Em julho de 2014, o então prefeito de Nova Friburgo, Rogério Cabral, assinou com o governador Luiz Fernando Pezão e a presidente da República, Dilma Rousseff, o edital de abertura da licitação para uma nova tentativa de fundar no município uma unidade de tratamento oncológico. O edital foi publicado no Diário Oficial do Estado do Rio após cumprimento de todas as formalidades burocráticas previstas em lei.
O investimento foi orçado em mais de R$ 48 milhões, valor então liberado pelo Governo Federal, com inauguração prevista para 2016, com capacidade para 200 leitos, sendo 30 de oncologia infantil. Entre as modalidades integradas de prestação de assistência ao paciente constava: diagnóstico, cirurgia oncológica, oncologia clínica, radioterapia, medidas de suporte, reabilitação e cuidados paliativos, mais de 280 consultas por dia no ambulatório e cerca de quatro mil procedimentos cirúrgicos por ano.

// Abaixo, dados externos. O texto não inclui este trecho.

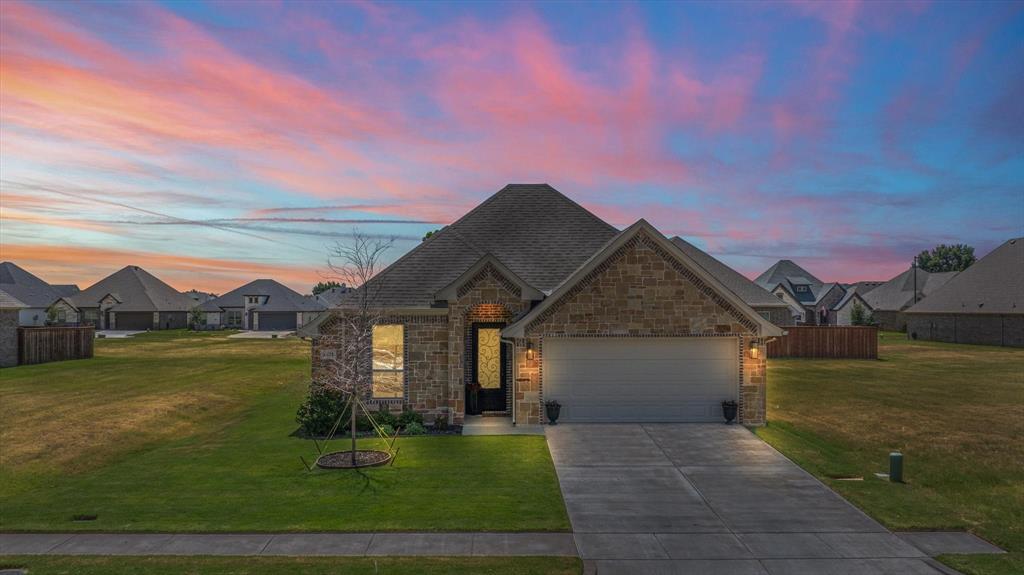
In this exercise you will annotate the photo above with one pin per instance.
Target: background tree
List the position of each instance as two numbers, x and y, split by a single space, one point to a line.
325 285
946 258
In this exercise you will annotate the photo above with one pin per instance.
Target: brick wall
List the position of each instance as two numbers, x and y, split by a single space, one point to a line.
641 291
968 328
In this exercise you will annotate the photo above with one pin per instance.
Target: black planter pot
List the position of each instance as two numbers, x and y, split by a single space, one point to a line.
553 409
729 410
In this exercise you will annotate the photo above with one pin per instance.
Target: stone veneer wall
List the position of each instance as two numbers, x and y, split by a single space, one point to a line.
640 291
8 338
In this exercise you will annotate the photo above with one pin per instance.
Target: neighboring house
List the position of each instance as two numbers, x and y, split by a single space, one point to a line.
890 300
132 299
983 304
36 295
769 306
795 285
199 298
530 298
332 297
261 305
9 307
842 312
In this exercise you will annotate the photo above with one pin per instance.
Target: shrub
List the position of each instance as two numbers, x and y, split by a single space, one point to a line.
409 416
416 428
385 417
318 413
440 422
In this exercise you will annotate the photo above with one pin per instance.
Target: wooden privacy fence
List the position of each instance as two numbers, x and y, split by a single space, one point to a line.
42 345
826 342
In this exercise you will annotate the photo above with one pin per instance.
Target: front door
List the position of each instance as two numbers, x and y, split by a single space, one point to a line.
487 370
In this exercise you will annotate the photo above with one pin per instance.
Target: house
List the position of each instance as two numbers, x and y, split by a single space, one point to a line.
261 305
132 299
9 308
529 298
35 295
842 312
769 306
332 297
983 304
797 288
890 300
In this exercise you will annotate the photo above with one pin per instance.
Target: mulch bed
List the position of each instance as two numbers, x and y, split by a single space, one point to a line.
342 434
343 459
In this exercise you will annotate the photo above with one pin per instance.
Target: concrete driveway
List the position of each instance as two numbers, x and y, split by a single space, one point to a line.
711 498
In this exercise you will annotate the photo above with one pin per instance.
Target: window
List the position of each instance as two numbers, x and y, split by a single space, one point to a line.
389 351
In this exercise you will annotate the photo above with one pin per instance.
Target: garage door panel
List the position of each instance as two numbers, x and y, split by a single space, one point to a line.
641 379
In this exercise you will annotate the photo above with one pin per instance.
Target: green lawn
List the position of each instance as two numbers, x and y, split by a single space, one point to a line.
286 566
955 411
184 432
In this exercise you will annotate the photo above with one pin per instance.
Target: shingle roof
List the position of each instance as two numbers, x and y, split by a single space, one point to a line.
9 302
26 288
785 270
897 294
279 298
993 284
65 290
532 229
136 290
754 295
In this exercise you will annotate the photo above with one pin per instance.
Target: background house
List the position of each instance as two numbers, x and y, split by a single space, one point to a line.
261 305
35 295
983 304
890 300
132 299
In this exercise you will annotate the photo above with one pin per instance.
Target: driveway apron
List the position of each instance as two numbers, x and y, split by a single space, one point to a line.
711 498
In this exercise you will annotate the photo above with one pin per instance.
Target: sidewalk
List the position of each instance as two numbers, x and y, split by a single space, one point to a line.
339 544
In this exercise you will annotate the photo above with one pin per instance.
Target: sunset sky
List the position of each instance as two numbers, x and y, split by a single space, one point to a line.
214 143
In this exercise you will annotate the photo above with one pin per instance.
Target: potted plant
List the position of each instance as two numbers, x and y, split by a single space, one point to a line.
729 410
553 409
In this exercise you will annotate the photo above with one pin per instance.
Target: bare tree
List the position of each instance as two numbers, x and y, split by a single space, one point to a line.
350 370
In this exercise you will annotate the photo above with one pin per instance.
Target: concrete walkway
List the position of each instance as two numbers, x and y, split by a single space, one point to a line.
337 544
712 498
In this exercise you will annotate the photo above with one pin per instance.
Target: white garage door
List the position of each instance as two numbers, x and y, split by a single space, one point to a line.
641 379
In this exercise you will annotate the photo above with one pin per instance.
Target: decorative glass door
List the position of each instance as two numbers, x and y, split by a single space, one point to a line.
488 369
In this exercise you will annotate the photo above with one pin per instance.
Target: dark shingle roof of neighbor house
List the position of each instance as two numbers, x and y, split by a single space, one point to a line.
785 271
754 295
993 284
535 230
897 294
136 290
280 298
26 288
65 290
9 302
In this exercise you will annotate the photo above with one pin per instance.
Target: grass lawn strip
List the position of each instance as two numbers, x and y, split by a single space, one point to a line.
955 411
215 453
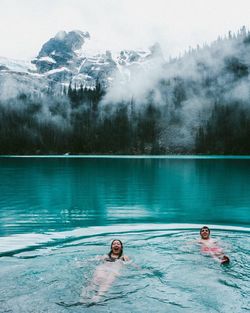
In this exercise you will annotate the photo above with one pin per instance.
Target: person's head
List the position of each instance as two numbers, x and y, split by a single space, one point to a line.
225 260
205 232
116 248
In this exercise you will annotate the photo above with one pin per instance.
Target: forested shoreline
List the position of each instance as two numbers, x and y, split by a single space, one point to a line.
185 113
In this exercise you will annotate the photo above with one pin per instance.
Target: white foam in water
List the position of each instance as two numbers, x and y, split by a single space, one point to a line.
24 241
172 276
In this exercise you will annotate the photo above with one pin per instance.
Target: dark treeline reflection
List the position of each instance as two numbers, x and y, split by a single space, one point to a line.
198 104
54 194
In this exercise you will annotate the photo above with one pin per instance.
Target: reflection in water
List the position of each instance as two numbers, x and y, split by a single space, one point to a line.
174 276
39 195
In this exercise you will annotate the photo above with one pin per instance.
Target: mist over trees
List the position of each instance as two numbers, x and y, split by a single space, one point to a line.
198 103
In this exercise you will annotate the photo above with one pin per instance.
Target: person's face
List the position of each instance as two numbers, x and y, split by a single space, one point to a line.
116 247
204 233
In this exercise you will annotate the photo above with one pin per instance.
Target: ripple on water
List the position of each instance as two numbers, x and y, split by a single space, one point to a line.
44 270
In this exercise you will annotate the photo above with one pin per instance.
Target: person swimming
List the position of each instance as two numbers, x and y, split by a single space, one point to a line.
209 246
106 273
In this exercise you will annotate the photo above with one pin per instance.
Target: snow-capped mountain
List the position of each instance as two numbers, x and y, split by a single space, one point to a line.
63 58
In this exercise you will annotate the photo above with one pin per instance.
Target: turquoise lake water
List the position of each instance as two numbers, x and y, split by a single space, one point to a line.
55 212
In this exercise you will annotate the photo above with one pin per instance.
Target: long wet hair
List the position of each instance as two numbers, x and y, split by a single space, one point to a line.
205 227
121 252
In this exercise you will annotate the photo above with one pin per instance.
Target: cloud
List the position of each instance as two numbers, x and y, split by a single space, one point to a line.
118 24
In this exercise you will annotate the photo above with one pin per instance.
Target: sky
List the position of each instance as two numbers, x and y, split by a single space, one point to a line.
25 25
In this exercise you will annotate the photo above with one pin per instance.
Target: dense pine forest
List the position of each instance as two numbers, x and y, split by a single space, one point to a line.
199 104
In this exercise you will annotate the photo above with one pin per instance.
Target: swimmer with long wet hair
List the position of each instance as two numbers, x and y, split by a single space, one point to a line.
210 247
106 273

Ao longo desses dez anos, a degradação do espaço saltava aos olhos e a população assistiu, indignada e revoltada, ao abandono, invasão e até um incêndio. “Tivemos que fazer diversas interferências durante todo esse tempo, para que o dano ao terreno e ao prédio não fosse ainda maior, talvez até inviabilizando a recuperação do local. Tínhamos que tomar conta para o local não ser invadido, para o mato não encobrir o terreno e a construção, e evitar até que o fogo destruísse tudo, quando ocorreu um incêndio. Com a ajuda dos bombeiros impedimos que a estrutura fosse totalmente comprometida”, lembrou José Roberto.
O vereador está confiante que agora o projeto sairá do papel. “Tive a oportunidade de conversar mais uma vez com o governador Cláudio Castro, com o secretário estadual de Obras, Marcos Lemos, e com o secretário de Saúde, Alexandre Chieppe, a respeito da retomada da obra. O governador garantiu, mais uma vez, a reconstrução do hospital. Trata-se de um projeto complexo, de alto custo, que demanda muita experiência e grande equipe, e que já tem verba assegurada. Por fim, torço para que em breve possamos anunciar que temos um Hospital do Câncer”, encerrou.